The tiger’s face brightened. “What ye want to know, gov’nor?”
“Mainly if it’s true that no one knows where Rhodes was last Sunday. Also if he’s received any unusual visitors lately—namely someone young, dark-haired, and slim.”
“Gor,” breathed Tom. “You thinking Prinny’s by-blow might be the killer?
Sebastian hopped down to the paving, leaping wide to avoid the rushing gutter. “Let’s just say I’m not ready to discount it as a possibility.”
The door was opened by the Dowager Duchess’s butler, Humphrey, his normally disapproving face lightened by what looked suspiciously like a malicious smile as he eyed the rain running off the brim of Sebastian’s hat and soaking the multiple capes of his greatcoat.
“Good morning, my lord. Bit wet out today, is it not? I take it you’re here to see Her Grace?” Humphrey glanced toward the street, where Tom was pulling away from the kerb. “Unfortunately, Her Grace is not, at present, at home.”
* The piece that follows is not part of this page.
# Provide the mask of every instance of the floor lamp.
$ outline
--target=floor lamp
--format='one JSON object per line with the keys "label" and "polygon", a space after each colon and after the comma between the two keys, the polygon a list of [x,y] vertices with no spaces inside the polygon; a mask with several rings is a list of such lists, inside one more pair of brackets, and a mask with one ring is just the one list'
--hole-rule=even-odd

“Good try,” said Sebastian, eyeing Humphrey’s obvious glee with misgivings. “But it’s barely eleven o’clock.” The Duchess was famous for never leaving her bedroom before twelve or one o’clock.
“True, true. But Her Grace has indeed gone out, nonetheless.” Humphrey looked pointedly at the now-empty, rain-washed street, and his smile widened enough to show a hint of teeth. “Oh, dear; I see your young groom has already departed with your curricle. Shall I send one of the footmen to procure a hackney to convey you back to Brook Street?”
?The decrepit old hackney summoned by the Dowager’s footman reeked of damp and rot and decay, with so much moldering straw spread on its floorboards that Sebastian was still brushing stray bits of dried vegetation from the hem of his driving coat when he was met in his entrance hall by Morey.